La escritura como terapia


martes, 12 de mayo de 2026

Si te lo digo en un circo, creerás que es broma

Lo han vuelto a hacer. La misma mierda de siempre. Dinero, con condiciones, para servir a los intereses globales.

Esta vez el objetivo era colársela a una creciente masa de espectadores que reniegan del cine español por la evidente y ya sumamente molesta politización, más por postureo e interés que por convicción, de gran parte de sus artífices que, por otra parte, oponen bien poca resistencia a difundir la doctrina oficial si es a cambio de trabajo o de las tristemente famosas y controvertidas subvenciones.
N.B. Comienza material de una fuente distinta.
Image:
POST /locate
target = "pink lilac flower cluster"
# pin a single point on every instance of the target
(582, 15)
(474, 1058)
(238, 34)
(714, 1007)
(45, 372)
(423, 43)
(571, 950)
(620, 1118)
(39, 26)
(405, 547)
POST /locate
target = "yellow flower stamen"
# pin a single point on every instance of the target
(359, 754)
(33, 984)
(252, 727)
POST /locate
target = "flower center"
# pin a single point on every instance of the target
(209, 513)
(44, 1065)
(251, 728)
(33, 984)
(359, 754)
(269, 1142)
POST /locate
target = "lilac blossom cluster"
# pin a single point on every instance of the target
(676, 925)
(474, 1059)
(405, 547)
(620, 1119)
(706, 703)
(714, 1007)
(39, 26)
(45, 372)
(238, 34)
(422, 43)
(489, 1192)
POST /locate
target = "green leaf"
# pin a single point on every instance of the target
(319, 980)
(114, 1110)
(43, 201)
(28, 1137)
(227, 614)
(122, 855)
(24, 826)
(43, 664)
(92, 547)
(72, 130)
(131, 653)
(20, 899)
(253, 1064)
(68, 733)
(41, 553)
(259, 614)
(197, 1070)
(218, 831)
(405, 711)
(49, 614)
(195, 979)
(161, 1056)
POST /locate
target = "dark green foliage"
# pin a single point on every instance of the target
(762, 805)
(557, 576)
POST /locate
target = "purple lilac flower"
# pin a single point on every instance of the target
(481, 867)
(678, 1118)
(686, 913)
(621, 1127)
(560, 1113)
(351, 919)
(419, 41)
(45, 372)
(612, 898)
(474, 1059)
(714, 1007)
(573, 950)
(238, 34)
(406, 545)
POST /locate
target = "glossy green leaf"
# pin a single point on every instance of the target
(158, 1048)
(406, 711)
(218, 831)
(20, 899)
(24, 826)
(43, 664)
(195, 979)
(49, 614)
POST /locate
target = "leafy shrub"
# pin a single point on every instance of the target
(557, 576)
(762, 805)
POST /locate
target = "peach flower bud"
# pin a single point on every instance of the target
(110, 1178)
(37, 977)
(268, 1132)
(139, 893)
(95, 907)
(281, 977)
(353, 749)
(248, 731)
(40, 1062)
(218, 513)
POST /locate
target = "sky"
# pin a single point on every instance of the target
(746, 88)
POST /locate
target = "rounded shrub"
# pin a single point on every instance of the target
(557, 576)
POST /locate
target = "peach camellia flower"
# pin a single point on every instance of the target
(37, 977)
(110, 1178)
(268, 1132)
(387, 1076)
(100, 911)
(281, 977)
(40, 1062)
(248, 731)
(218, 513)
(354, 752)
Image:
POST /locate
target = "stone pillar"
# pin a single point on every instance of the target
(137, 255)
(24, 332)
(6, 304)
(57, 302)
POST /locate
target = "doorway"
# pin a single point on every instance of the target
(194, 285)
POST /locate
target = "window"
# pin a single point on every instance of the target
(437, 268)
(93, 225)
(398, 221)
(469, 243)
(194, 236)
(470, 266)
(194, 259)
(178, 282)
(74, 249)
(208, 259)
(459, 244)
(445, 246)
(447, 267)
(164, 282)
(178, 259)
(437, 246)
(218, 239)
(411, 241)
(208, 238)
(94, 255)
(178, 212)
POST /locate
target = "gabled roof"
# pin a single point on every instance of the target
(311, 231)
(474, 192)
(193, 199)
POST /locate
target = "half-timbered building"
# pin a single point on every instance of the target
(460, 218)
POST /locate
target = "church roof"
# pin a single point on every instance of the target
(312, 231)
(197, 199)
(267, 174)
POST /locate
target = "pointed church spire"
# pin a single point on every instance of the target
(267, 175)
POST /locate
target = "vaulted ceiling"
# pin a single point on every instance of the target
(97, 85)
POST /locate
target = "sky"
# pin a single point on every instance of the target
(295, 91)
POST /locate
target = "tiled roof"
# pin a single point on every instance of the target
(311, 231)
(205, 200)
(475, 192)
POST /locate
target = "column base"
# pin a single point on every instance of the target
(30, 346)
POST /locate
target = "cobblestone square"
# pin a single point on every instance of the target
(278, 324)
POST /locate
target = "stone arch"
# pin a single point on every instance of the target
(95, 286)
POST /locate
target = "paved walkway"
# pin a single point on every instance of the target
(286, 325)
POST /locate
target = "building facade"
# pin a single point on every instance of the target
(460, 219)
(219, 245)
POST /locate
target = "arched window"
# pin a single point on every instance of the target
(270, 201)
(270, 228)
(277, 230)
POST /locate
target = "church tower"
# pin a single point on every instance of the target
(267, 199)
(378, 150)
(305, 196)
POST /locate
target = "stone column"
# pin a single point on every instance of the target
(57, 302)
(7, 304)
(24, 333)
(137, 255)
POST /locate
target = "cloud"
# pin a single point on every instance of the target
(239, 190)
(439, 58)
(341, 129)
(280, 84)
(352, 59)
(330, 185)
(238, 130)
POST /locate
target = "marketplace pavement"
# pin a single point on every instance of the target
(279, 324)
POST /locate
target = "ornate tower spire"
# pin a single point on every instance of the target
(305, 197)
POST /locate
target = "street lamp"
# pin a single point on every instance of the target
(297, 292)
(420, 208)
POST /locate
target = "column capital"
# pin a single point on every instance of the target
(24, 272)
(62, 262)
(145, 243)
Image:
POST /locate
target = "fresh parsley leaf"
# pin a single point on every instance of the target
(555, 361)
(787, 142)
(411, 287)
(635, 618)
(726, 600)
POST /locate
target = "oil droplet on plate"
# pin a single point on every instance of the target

La operación, simple y eficaz, ha consistido en financiar indirectamente la última película de Santiago Segura, “Torrente presidente”, haciendo pasar a éste como un espíritu libre, adalid de la libertad de expresión y pensamiento y campeón nacional de la taquilla que, honesto donde los haya, no ha recibido subvención alguna.

Decir que Santiago Segura no ha recibido subvenciones es una verdad a medias, ya que según él mismo ha reconocido ha recibido inversiones privadas que, por razones que desconozco, han gozado de importantes desgravaciones fiscales, lo que no deja de ser una forma indirecta de recibir dinero público.

De entre estas inversiones, destacaría yo y se lo callan Santiago Segura y la IA de Google, resultan muy llamativas las colaboraciones de Antena 3 y de Netflix, empresas que defienden y difunden sin apenas disimulo el relato de la causa global. Pensar que financian sin imponer condiciones resulta, a estas alturas, de una ingenuidad pasmosa.

Pero es que además el Santiago Segura del primer Torrente no es, ni de lejos, el de ahora. Sencillamente se traicionó a si mismo por dinero y por comodidad, pasando de películas valientes, divertidas, frescas y gamberras, gustasen o no, a bodrios de una corrección política nauseabunda, y por ello generosamente financiados, como la inefable saga de “Padre no hay más que uno”. Con “Torrente presidente” le ha tocado corresponder a tantos años de respaldo financiero, y de éxito, representando el papel de disidente. Cordero con piel de lobo. Disidencia controlada.

La película usa con un cinismo insultante la “psicología inversa” para, encuadrando asuntos serios de nuestro panorama nacional e internacional en una repetitiva y grotesca astracanada sin valor cinematográfico alguno, desactivar lo que de verdad pudieran tener. Véase si no, la última escena, la del globalista que explica sin tapujos el “modus operandi” de la élite a la que pertenece, y que no es otro que controlar los movimientos de la política mundial colocando en puestos de responsabilidad y decisión a sus fieles servidores, como Torrente en la película, a los que riegan de dinero para asegurarse su obediencia y a los que, llegado el caso, someterán mediante chantajes y amenazas.

Cómo creerlo, se pregunta el espectador, si se me cuenta formando parte de una entretenida comedia. Es solo una película...es cachondeo...no es verdad...solo un conspiranoico lo podría creer, concluye satisfecho.

Verdad convertida en grotesca broma. Un maquiavélico movimiento, justo es reconocerlo, sumamente eficaz. Un gol por toda la escuadra a los unos y a los otros. La progresía calla sin saber qué decir y las derechitas se deshacen en elogios sin vislumbrar la trampa.

Cine de mercenarios. Manipulador y bien pagado, pero carente de honor. 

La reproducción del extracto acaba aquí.